Jean Wieson, who has lived down the block for 24 years, had stopped her car in front of Mr. Haas’s house before he arrived home. She was angry about the millions of dollars in bonuses paid to its executives, the credit-default swaps that brought American International Group to its knees, the $170 billion the federal government has spent to prop it up. "It makes me absolutely sick," she said. "It’s despicable. It’s disgusting what these people have done. They should be forced to give every cent back."

There are some that still don’t get it though.

One A.I.G. executive, who spoke on the condition of anonymity because he feared the consequences of identifying himself, said many workers felt demonized and betrayed. “It is as bad if not worse than McCarthyism,” he said. Everyone has sacrificed the employees of A.I.G.’s financial products division, he said, “for their own political agenda.”

The public’s anger, he said, “is coming from bad facts as a result of someone else’s agenda — or just bad facts period.” Instead, he said, the so-called bonuses were in fact just payments that had been promised long ago to workers, including technical and administrative assistants.

I don’t think people are being misled at all. These executives played a major role in the disaster that is now AIG. This is reinforced by one of the executives doing the right thing.

The largest single bonus check, for $6.4 million, went to Douglas L. Poling, an executive vice president for energy and infrastructure investments. Mark Herr, an A.I.G. spokesman, said Mr. Poling had told him he was returning the bonus “because he thought it was the correct thing to do.”

And as for the CT Working Families Party they’re doing something interesting.

And there may be more protests. The Connecticut Working Families party, which has support from organized labor, is planning a bus tour of A.I.G. executives’ homes on Saturday, with a stop at the company’s Wilton office.

“We’re going to be peaceful and lawful in everything we do,” said Jon Green, the director of Connecticut Working Families. “I know there’s a lot of anger and a lot of rage about what’s happened. We’re not looking to foment that unnecessarily, but what we want to do is give folks in Bridgeport and Hartford and other parts of Connecticut who are struggling and losing their homes and their jobs and their health insurance an opportunity to see what kinds of lifestyle billions of dollars in credit-default swaps can buy.”

Written by Jason Gooljar

March 20th, 2009 at 10:40 am

AIG: Bailout money, your money, goes to PR groups

View Comments

I actually heard Rachel Maddow bring this up on her show this evening. Then I read about it in the Center for Media and Democracy’s email newsletter. AIG is on its fourth tax payer bailout and has retained the services of four PR corporations. This is rather pathetic because while they say they need the bailout money to function, they can still afford to pay these PR people.

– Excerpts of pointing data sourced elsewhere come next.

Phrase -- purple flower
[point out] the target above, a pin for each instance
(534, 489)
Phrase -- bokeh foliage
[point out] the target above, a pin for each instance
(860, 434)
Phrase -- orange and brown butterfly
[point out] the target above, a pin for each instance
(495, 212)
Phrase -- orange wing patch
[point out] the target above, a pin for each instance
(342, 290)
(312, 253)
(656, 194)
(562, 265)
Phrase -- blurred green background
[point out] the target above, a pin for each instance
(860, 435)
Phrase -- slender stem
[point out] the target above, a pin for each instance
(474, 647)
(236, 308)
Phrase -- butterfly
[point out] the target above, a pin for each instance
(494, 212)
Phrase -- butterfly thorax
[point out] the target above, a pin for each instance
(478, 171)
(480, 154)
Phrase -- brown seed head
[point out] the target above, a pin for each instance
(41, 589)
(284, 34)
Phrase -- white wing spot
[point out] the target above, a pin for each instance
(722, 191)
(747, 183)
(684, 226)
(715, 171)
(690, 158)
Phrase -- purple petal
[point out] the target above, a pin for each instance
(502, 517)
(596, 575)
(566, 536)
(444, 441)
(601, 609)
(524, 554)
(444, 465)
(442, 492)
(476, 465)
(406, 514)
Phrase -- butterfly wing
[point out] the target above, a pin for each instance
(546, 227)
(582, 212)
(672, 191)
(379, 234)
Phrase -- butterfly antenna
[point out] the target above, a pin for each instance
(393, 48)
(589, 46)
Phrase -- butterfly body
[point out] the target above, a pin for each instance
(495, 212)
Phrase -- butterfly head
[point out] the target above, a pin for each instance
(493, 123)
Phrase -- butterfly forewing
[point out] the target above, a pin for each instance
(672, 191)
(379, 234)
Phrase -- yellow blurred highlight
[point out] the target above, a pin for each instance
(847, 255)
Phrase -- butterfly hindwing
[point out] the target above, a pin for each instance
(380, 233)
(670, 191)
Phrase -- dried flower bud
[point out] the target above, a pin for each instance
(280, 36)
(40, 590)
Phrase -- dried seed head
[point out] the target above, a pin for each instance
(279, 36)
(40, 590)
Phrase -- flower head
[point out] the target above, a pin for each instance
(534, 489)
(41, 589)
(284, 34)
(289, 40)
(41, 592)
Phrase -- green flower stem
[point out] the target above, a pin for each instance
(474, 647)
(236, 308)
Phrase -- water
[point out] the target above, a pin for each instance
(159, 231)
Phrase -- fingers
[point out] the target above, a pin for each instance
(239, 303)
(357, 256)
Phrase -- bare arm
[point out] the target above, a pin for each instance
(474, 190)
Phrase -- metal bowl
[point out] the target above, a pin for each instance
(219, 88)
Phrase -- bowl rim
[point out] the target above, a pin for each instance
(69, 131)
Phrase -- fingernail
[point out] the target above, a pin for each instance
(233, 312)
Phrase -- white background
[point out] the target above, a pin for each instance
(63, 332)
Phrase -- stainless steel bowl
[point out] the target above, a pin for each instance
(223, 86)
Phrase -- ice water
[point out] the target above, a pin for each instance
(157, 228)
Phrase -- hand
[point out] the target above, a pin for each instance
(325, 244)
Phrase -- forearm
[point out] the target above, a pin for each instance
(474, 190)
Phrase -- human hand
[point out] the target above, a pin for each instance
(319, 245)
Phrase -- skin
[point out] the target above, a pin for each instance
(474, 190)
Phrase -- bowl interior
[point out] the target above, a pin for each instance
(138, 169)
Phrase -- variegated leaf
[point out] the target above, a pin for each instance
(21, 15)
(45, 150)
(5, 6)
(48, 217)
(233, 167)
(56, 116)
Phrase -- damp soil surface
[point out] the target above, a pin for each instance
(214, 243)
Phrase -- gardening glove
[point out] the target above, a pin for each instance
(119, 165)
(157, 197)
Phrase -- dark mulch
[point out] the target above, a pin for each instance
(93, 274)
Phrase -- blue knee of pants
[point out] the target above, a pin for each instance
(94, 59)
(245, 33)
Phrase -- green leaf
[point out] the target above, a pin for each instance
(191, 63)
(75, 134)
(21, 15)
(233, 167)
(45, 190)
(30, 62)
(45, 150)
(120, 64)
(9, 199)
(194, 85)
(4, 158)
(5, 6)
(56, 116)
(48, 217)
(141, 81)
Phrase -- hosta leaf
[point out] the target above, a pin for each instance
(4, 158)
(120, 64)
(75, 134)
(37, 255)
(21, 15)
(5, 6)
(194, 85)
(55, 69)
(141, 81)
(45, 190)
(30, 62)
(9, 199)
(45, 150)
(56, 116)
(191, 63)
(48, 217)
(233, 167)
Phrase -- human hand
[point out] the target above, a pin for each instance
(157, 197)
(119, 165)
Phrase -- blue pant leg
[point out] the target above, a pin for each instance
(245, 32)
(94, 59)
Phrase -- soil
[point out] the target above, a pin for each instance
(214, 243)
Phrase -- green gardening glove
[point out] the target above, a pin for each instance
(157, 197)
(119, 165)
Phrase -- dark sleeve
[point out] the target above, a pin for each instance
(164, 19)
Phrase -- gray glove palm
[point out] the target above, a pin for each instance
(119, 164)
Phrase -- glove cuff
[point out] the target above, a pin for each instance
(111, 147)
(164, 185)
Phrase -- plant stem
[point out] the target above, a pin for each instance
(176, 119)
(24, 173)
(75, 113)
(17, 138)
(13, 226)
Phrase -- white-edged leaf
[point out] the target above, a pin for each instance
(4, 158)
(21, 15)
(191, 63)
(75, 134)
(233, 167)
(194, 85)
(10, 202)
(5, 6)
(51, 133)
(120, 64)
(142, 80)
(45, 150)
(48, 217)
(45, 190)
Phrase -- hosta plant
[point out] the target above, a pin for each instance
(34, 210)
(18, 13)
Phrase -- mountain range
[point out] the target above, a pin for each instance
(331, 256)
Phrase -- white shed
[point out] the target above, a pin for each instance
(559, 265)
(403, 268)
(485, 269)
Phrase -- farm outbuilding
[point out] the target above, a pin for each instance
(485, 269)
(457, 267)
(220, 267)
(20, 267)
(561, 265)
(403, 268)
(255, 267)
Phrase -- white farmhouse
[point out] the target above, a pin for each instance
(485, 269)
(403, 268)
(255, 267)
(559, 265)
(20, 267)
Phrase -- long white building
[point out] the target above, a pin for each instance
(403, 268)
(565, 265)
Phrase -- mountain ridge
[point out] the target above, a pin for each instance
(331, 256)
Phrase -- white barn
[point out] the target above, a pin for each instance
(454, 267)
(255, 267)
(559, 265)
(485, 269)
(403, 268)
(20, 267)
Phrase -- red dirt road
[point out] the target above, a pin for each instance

While bailout recipients have been criticized for planning lavish retreats (which AIG has done repeatedly), using private jets and retaining lobbying firms, "some taxpayers and members of Congress could view public relations as unnecessary expenses," warns the New York Times. AIG "may legitimately need help talking to the crowds of journalists, regulators, legislators and investors," but the insurance giant has "given little clarity on taxpayer losses to date, or provided much communication directed towards taxpayers at all."

Then there’s the issue about one of the PR groups AIG has hired, Burson-Marsteller, where Maddow actually brought out the truth on who they represent on a previous show.

Let’s see representing corporations like Blackwater, Union Carbide (Bhopal disaster), and Phillip Morris can’t be good. Looks like bad PR for the PR flacks. “When evil needs public relations, evil has Burson-Marsteller on speed dial.” Rachel Maddow goes on to say “that’s why its so creepy that Hillary Clinton’s pollster and chief strategist in her presidential campaign was Mark Penn.” He’s the CEO of Burson-Marsteller.